IPTV isn’t going to dodge the recession bullet either, maintains Michelle Abraham, principal analyst for the research group In-Stat. “The delay in IPTV deployments will be an effect of the recession and interactive TV services, and the software required for them could be curtailed. But we expect AT&T and Verizon to add IPTV subscribers. And addressable advertising plans could be pushed out. If IPTV pushes back deployments like FiOS, then network spending will decline. But it’s across the board,” Abraham said.
It’s also across several internal disciplines within the back office, an area most experts believe is crucial to maintain since it is not readily noticeable by customers. “Operators are trying to get efficiencies where it’s not obvious to customers, like new billing systems, online customer care, diagnostics and fewer truck rolls. We see operators investing in those in ’09,” Abraham added.
Verizon, with its passive network, “will cost less to maintain as it scales up,” she noted. And AT&T “is pushing back capex and deployments into certain markets.”
The result, she predicts, will be a three-fold increase for IPTV by 2012.
Yet for many of cable’s bread-and-butter suppliers such as ActiveVideo, the recession-led mantra is to march on and hope to come out on the other side stronger, wiser and intact.
“There’s no getting away from the economic issues. But we can’t allow them to get in the way of achieving our ’09 R&D goals,” said Ed Forman, CEO of ActiveVideo.

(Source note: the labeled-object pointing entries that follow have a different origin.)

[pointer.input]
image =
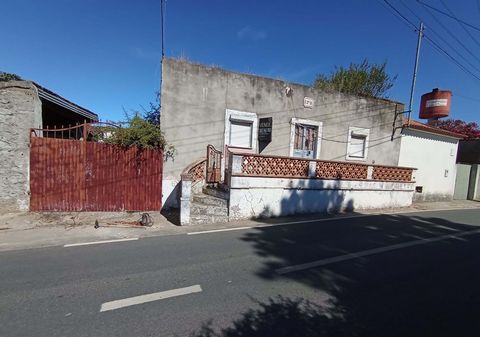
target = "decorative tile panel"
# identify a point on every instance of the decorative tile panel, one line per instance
(392, 173)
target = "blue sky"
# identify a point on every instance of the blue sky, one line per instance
(105, 54)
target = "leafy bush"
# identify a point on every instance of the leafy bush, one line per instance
(139, 133)
(363, 79)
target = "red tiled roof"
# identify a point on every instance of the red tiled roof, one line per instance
(431, 129)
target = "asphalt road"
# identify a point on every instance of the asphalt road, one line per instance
(414, 274)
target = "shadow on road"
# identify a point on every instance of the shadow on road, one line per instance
(425, 290)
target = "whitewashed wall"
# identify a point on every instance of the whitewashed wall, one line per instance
(252, 197)
(434, 156)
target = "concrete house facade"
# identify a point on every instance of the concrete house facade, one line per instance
(467, 185)
(25, 105)
(236, 112)
(433, 152)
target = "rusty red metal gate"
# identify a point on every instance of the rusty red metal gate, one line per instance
(79, 175)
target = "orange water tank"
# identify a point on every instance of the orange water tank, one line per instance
(435, 104)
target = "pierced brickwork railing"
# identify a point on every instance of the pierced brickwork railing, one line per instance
(336, 170)
(195, 172)
(198, 171)
(387, 173)
(287, 167)
(274, 166)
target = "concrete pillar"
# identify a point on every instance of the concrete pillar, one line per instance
(312, 169)
(185, 199)
(236, 166)
(370, 172)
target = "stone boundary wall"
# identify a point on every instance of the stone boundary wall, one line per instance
(20, 110)
(258, 197)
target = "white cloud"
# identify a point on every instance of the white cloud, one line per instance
(250, 33)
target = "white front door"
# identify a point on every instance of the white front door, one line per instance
(305, 136)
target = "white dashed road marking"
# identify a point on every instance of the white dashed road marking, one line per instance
(98, 242)
(126, 302)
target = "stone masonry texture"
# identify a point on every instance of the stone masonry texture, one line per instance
(20, 110)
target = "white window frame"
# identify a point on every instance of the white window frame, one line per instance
(243, 117)
(317, 124)
(360, 132)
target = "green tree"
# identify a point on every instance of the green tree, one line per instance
(364, 79)
(139, 132)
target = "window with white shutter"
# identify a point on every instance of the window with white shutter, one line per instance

And, capex hasn’t exactly disappeared. Added Forman: “Operators continue to invest capital in two-way, unicast video streaming networks, and we see opportunities to help operators maximize their investments. There’s not a company in the country that isn’t looking at ways to operate more efficiently now,” he said.
Itaas, which provides the cable industry with a variety of back office and interactive services, is seeing similar shifting strategies. “We’re seeing opportunities to build cross-platform capabilities across the board, and each customer is unique in their cutbacks. We’re seeing more interest in that than ever before,” said Vibha Rustagi, CEO of itaas.

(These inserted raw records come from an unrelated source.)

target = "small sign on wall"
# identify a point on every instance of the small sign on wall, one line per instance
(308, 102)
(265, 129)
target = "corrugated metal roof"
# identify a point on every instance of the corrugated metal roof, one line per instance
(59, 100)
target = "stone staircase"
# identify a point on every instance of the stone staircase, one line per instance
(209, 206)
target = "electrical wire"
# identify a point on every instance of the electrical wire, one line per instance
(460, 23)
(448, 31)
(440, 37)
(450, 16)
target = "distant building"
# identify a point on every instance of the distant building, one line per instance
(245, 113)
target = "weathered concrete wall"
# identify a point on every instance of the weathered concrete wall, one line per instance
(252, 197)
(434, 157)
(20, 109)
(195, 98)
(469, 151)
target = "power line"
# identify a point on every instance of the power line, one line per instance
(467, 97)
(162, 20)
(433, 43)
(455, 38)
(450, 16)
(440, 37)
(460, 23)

And the interest isn’t likely to wane any time soon, both in the challenges and opportunities being presented in today’s down economy, which most experts agree is calling for thoughtful, disciplined, and, well, lots of patience around capex and spending strategies.
Concluded Atkinson: “Both cable and telecom companies can create more value to customers, and they’re up to the task. There are lots of opportunities in emerging markets, as well, like international and with strategic alliances and partnerships. There’s huge opportunities for innovative collaboration that can reach new customers.”